If you’ve been following AI developer communities over the past two weeks, you’ve witnessed one of the most contentious battles in recent tech history. Anthropic banned OpenClaw users in January. Google just followed with an even more aggressive crackdown this week. And the developer community is absolutely furious.
Here’s the situation: OpenClaw is an open-source AI agent framework that lets you automate tasks, write code, manage emails, and basically build your own personal AI assistant. It’s one of the most popular AI developer tools of 2026, with 157,000+ GitHub stars and millions of deployed instances worldwide.
And as of February 2026, both Anthropic (Claude) and Google (Antigravity/Gemini) have effectively killed the ability to use their AI models with it at least if you’re trying to use consumer subscriptions instead of expensive API keys.
The result? Paying customers some spending $200-$250/month on premium AI subscriptions are getting permanently banned without warning. Developers are calling it “draconian.” OpenClaw’s creator called Google’s approach so harsh that he’s removing Antigravity support entirely and warned users to “be careful out there.”
Let me explain what actually happened, why these companies are taking such aggressive action, and what this tells us about the future of AI access.
What Is OpenClaw and Why Does Everyone Love It?
Before we get into the controversy, you need to understand what OpenClaw actually is and why developers are so passionate about it.
OpenClaw is an open-source AI agent framework that connects large language models (like Claude, GPT, Gemini) to tools and workflows, enabling autonomous operation. Think of it as an operating system for AI agents.
What can OpenClaw do?
- Automate your email inbox (read, summarize, draft responses, send)

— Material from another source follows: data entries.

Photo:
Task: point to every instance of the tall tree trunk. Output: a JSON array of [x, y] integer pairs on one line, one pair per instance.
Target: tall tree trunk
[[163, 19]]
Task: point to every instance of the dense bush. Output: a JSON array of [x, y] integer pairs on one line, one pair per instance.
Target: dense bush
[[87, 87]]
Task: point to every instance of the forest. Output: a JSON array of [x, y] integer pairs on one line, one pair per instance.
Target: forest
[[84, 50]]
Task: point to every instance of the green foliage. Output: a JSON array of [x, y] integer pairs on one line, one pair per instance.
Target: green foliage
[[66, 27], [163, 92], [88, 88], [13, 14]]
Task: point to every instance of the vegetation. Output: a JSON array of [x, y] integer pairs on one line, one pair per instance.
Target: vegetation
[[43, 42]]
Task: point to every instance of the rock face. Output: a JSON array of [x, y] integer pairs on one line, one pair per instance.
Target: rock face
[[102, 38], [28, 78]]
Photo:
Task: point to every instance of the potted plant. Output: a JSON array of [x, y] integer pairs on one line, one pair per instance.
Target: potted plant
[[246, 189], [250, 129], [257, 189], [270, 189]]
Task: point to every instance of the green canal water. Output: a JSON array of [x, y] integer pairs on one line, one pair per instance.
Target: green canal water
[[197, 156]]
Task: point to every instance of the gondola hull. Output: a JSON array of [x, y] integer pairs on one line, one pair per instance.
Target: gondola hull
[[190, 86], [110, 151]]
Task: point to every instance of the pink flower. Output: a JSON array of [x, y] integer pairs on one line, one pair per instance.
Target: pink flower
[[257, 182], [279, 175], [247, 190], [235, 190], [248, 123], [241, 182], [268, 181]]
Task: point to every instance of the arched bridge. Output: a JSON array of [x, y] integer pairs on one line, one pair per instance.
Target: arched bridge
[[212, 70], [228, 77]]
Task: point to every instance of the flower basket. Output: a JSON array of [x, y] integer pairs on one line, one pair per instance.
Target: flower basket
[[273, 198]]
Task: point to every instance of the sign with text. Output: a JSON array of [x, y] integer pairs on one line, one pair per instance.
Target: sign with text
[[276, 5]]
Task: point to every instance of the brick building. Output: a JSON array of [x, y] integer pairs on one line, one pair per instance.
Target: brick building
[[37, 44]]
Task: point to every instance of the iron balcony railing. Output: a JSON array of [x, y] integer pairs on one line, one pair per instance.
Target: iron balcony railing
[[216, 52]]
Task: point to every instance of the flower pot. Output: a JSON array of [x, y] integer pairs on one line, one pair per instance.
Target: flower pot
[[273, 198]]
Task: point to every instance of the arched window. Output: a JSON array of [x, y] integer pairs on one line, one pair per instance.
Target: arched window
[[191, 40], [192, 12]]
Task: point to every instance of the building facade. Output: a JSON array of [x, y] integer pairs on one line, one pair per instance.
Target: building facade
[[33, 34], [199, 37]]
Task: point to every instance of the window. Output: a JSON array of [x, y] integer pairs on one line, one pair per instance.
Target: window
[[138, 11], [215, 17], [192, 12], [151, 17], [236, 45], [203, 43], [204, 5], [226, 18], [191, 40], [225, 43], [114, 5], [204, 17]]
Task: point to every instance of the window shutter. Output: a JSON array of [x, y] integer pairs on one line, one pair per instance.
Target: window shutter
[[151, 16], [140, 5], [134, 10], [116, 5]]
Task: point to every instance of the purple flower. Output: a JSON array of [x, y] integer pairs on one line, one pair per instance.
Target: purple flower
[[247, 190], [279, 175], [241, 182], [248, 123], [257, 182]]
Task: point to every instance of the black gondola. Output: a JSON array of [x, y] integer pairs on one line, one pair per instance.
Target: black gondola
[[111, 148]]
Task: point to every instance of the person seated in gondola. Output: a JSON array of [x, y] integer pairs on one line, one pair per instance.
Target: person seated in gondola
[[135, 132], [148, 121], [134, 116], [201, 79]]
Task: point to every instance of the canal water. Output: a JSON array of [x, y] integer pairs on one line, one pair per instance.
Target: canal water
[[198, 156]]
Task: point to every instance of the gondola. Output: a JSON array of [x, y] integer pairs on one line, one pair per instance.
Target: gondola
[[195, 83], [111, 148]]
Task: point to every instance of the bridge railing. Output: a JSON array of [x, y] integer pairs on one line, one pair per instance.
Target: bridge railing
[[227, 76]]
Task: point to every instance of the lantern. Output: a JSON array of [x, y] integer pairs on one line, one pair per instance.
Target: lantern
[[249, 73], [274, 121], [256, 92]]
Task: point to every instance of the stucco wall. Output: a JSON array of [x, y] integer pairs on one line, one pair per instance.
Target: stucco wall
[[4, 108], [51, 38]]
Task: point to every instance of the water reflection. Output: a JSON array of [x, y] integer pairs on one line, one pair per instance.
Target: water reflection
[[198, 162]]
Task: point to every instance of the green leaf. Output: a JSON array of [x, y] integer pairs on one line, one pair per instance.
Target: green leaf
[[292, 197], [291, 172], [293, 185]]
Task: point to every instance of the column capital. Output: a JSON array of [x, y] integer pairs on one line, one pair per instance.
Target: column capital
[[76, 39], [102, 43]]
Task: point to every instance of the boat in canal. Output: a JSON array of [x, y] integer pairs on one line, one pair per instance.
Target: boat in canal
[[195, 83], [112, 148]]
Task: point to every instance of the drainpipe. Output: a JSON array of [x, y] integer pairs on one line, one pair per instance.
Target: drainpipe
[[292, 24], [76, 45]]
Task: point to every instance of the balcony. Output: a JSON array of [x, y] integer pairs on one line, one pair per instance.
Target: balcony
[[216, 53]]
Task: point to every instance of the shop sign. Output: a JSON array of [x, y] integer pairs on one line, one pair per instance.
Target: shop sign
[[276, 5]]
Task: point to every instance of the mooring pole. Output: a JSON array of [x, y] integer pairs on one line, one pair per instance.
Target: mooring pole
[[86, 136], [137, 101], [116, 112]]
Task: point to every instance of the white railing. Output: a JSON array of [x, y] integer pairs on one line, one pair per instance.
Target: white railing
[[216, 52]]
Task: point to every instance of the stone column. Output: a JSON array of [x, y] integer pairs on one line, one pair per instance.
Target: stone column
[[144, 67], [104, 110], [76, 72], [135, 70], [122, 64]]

- Manage your calendar and schedule meetings
- Write code, debug errors, run tests autonomously
- Control your computer (open apps, click buttons, fill forms)
- Integrate with Telegram, Slack, and other messaging platforms
- Run 24/7 as an always-on personal assistant
- Execute multi-step workflows without human intervention
The power comes from its modular “skill” system. The community builds plugins that give OpenClaw new capabilities accessing APIs, interfacing with specific software, performing custom automations. It’s like an app store for AI agent abilities.
Peter Steinberger, OpenClaw’s creator (who was recently hired by OpenAI), built it as an open alternative to closed agent platforms. The philosophy: AI agents should be flexible, user-controlled, and not locked to any single AI provider.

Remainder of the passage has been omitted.